Düsseldorf gedenkt der 2.633 jüdischen Opfer des Holocaust

Anlässlich des israelischen Gedenktages “Yom HaShoah” wurde am Dienstag (14.4.) auf dem Marktplatz vor dem Rathaus der 2.633 Düsseldorfer Opfer des Holocaust gedacht. Alle Namen wurden feierlich verlesen. Die Mahn- und Gedenkstätte Düsseldorf hat die Namen der Opfer im Rahmen ihrer Forschungen ermittelt und immer wieder kommen weitere Schicksale hinzu.

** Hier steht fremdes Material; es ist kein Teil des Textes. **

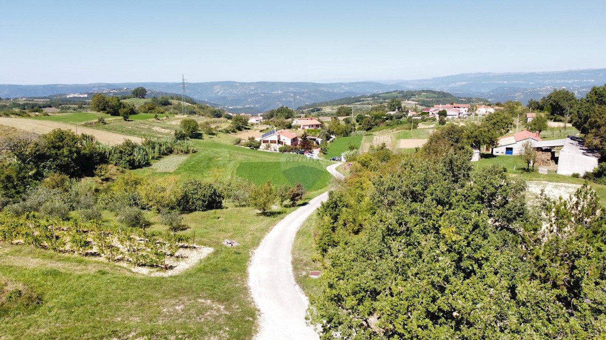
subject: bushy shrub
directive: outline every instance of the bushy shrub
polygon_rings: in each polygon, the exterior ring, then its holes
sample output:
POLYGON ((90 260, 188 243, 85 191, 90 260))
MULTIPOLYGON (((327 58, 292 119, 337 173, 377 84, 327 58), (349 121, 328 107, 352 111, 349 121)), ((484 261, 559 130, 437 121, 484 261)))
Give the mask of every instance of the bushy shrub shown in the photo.
POLYGON ((168 227, 168 230, 176 232, 185 230, 187 227, 183 225, 183 217, 176 211, 164 211, 160 212, 160 223, 168 227))
POLYGON ((70 214, 70 207, 65 203, 57 201, 49 201, 40 207, 43 216, 67 220, 70 214))
POLYGON ((118 212, 118 221, 132 228, 141 227, 145 223, 143 211, 132 206, 124 207, 118 212))
POLYGON ((80 218, 83 221, 101 221, 103 219, 101 211, 97 207, 84 209, 79 211, 80 218))
POLYGON ((188 179, 181 186, 177 204, 182 211, 205 211, 223 208, 223 198, 212 184, 188 179))
POLYGON ((248 137, 248 139, 247 139, 245 142, 242 143, 241 144, 244 146, 246 146, 247 148, 250 148, 251 149, 257 149, 261 147, 261 141, 257 140, 255 139, 255 137, 251 136, 248 137))

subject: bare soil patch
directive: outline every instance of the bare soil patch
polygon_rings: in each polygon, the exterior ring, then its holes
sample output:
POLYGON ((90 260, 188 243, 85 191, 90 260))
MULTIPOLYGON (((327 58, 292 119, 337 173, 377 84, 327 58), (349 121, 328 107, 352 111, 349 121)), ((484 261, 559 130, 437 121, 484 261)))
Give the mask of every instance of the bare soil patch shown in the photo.
POLYGON ((135 143, 141 143, 143 139, 138 137, 126 136, 110 131, 98 130, 84 126, 76 126, 65 123, 49 120, 36 120, 22 118, 6 118, 0 117, 0 124, 15 128, 21 130, 37 134, 46 134, 55 129, 70 130, 78 134, 86 134, 95 136, 101 143, 115 145, 121 144, 127 139, 135 143))
POLYGON ((375 136, 373 138, 373 145, 381 145, 381 144, 385 143, 386 145, 389 145, 391 143, 391 136, 388 134, 382 134, 379 136, 375 136))
POLYGON ((164 129, 164 128, 161 128, 160 126, 154 126, 154 127, 152 128, 152 129, 154 130, 154 131, 158 131, 159 132, 162 132, 162 133, 165 133, 165 134, 171 134, 171 133, 173 133, 172 131, 169 130, 168 129, 164 129))
POLYGON ((553 183, 542 181, 527 181, 527 191, 533 198, 538 198, 541 191, 549 198, 557 200, 559 197, 566 200, 568 197, 574 194, 581 185, 566 183, 553 183))
POLYGON ((179 168, 189 155, 170 155, 165 156, 150 166, 156 172, 172 172, 179 168))
POLYGON ((427 139, 401 139, 398 143, 399 149, 410 149, 412 148, 421 148, 427 139))
POLYGON ((181 248, 177 251, 174 257, 167 258, 166 264, 170 269, 167 270, 147 267, 133 267, 128 263, 123 262, 119 262, 118 264, 139 274, 150 276, 170 276, 182 273, 193 267, 214 250, 209 247, 200 246, 195 248, 181 248))

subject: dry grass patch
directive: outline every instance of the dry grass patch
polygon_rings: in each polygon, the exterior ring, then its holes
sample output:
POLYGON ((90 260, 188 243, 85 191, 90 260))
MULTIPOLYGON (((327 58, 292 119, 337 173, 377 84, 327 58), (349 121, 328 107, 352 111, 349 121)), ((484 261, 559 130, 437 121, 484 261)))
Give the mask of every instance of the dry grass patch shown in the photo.
POLYGON ((190 155, 170 155, 162 157, 150 166, 156 172, 172 172, 179 168, 190 155))
POLYGON ((0 117, 0 124, 15 128, 20 130, 41 134, 48 133, 55 129, 70 130, 78 134, 86 134, 92 135, 99 142, 107 143, 110 145, 121 144, 127 139, 130 139, 135 143, 141 143, 143 142, 141 138, 138 137, 126 136, 84 126, 76 126, 65 123, 48 120, 0 117))

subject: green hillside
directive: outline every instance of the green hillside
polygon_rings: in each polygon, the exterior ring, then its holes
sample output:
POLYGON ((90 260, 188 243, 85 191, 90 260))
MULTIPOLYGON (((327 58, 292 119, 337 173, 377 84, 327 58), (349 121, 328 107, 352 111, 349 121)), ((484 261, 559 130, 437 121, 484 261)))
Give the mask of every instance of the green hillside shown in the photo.
POLYGON ((452 102, 463 102, 467 103, 486 103, 490 102, 483 98, 472 98, 467 97, 458 97, 442 91, 433 90, 423 90, 419 91, 395 91, 374 94, 347 97, 329 100, 313 103, 303 105, 298 110, 308 110, 313 108, 323 108, 326 106, 368 106, 387 103, 390 99, 396 98, 401 100, 411 100, 419 103, 420 106, 430 106, 436 104, 445 104, 452 102))

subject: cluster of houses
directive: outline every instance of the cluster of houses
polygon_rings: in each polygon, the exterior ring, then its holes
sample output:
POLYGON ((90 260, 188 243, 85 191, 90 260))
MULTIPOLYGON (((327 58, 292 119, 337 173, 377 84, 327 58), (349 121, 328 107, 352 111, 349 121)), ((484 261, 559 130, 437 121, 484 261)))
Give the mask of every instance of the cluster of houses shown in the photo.
POLYGON ((495 155, 519 155, 527 142, 536 151, 534 165, 548 167, 555 164, 556 173, 559 175, 582 175, 593 171, 599 162, 599 152, 585 148, 584 140, 581 137, 568 136, 561 139, 542 140, 539 132, 528 130, 502 137, 497 146, 485 151, 495 155))

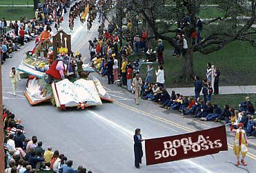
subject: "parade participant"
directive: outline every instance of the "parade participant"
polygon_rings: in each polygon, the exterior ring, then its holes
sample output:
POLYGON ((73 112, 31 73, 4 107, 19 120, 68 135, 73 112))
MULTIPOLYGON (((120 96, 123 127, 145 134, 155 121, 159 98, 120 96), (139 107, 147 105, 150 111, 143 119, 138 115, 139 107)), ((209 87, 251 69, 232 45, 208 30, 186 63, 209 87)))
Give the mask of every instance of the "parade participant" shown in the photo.
POLYGON ((114 81, 118 80, 118 57, 115 56, 114 65, 113 65, 113 72, 114 72, 114 81))
POLYGON ((89 32, 89 30, 90 30, 91 28, 92 28, 92 21, 88 19, 87 20, 87 30, 88 30, 88 32, 89 32))
POLYGON ((127 65, 127 60, 122 54, 122 63, 121 67, 121 79, 122 79, 122 84, 123 85, 127 85, 127 78, 126 78, 126 65, 127 65))
POLYGON ((42 32, 42 33, 41 34, 40 40, 42 42, 43 42, 45 40, 49 40, 50 39, 50 32, 48 32, 46 28, 47 28, 46 26, 44 27, 43 31, 42 32))
POLYGON ((239 156, 240 152, 242 154, 241 163, 243 165, 246 166, 247 164, 244 162, 244 158, 246 155, 248 150, 248 144, 247 144, 247 136, 246 132, 244 130, 244 125, 241 123, 238 123, 237 129, 233 129, 233 122, 230 128, 230 131, 233 133, 235 133, 235 142, 233 145, 233 151, 235 154, 237 156, 237 161, 235 165, 239 165, 239 156))
POLYGON ((158 70, 155 70, 155 75, 157 76, 157 83, 159 83, 161 86, 164 87, 164 71, 162 65, 158 67, 158 70))
POLYGON ((164 47, 163 44, 163 41, 161 39, 159 39, 158 45, 157 45, 157 60, 159 64, 164 63, 164 57, 163 57, 164 50, 164 47))
POLYGON ((15 68, 12 68, 12 71, 10 72, 10 77, 12 86, 13 95, 16 96, 17 85, 18 81, 21 81, 21 78, 19 77, 19 73, 16 71, 15 68))
POLYGON ((74 27, 74 18, 72 15, 70 15, 69 17, 68 23, 69 23, 69 28, 71 32, 73 30, 73 27, 74 27))
POLYGON ((132 92, 132 65, 130 61, 128 62, 126 65, 126 79, 127 79, 127 90, 132 92))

Dr. Oded Horowitz ist Vorsitzender der Jüdsichen Gemeinde Düsseldorf
Die Mahn- und Gedenkstätte hatte gemeinsam mit der Jüdischen Gemeinde Düsseldorf unter dem Leitsatz “Jeder Mensch hat einen Namen” zu dem Gedenken eingeladen. In Israel ist “Yom HaShoah” ein nationaler Gedenktag, an dem öffentlich der sechs Millionen ermordeter Juden der Shoah gedacht wird.
Zu der Veranstaltung auf dem Marktplatz waren zahlreiche Menschen gekommen. Unter ihnen auch Sylvia Löhrmann, die Antisemitismusbeauftragte des Landes NRW, und Wolfgang Rolshoven, der dies Amt für die Stadt Düsseldorf ausübt.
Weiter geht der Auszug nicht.